GEOGRAFIE DEL SOGGETTO NEL PENSIERO DELEUZIANO

Silvia Zanelli

This article focuses on Deleuze’s critique of the notion of subject. The French author wants to replace the inveterate image of the individual -often thought of as a monolithic tabernacle or as a reified ὑποκείμενον-, with the more fluid representation of a subjectivity in motion, composed of events, effects, “zig-zag”, intensity and speed that proceeding at various stratigraphic levels, composes geographies of lines, heterogeneous in their variability. Deleuze, however, does not stop here. Indeed, the Deleuzian intent does not lie solely in the desire to weaken the idea of subjectivity. He asks for something more, stripping away from any residual form of anthropocentrism: the goal of Ethics is becoming-impersonal.
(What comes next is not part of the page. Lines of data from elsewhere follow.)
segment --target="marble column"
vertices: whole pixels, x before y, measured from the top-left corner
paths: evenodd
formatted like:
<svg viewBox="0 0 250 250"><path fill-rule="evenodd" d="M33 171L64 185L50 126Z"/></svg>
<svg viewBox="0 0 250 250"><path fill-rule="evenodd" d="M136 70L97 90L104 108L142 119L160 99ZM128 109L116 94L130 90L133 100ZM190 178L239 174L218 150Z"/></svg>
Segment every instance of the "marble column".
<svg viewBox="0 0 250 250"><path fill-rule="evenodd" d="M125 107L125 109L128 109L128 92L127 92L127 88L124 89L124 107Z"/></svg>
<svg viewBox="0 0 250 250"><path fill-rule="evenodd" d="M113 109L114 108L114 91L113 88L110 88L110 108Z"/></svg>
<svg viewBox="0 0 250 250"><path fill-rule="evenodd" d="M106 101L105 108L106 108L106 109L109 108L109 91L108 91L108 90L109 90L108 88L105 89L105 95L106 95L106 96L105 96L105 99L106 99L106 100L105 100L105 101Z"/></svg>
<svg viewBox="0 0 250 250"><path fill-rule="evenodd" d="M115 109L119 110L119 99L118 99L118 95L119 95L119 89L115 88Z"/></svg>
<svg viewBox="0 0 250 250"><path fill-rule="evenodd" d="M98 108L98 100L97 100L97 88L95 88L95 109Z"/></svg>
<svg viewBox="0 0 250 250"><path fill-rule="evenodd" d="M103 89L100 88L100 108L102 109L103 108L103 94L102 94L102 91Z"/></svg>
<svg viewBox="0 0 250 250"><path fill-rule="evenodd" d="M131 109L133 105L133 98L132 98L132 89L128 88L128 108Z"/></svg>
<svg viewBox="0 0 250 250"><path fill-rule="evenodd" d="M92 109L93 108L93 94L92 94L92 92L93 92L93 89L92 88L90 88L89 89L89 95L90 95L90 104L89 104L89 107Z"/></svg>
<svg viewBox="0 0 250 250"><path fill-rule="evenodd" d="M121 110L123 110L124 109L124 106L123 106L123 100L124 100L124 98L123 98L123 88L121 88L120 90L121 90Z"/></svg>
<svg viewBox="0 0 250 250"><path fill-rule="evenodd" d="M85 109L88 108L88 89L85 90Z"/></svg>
In the first section the article focuses on a fundamental question: what space is assigned to subjectivity, in an impersonal ontology, where experience is configured as a pure flow? In the second part of the text, I take into account three types of concepts that further demonstrate the fluidity of the subject: the notion of the individual as composed of lines, the notion of limit and the notion of becoming, in particular of becoming-other. Ultimately, the aim of the article is to highlight how Deleuze’s thought is an indispensable starting point to build a fruitful, non-dogmatic and nonreifying philosophical investigation of the concept of subject, proposing however some critical notes.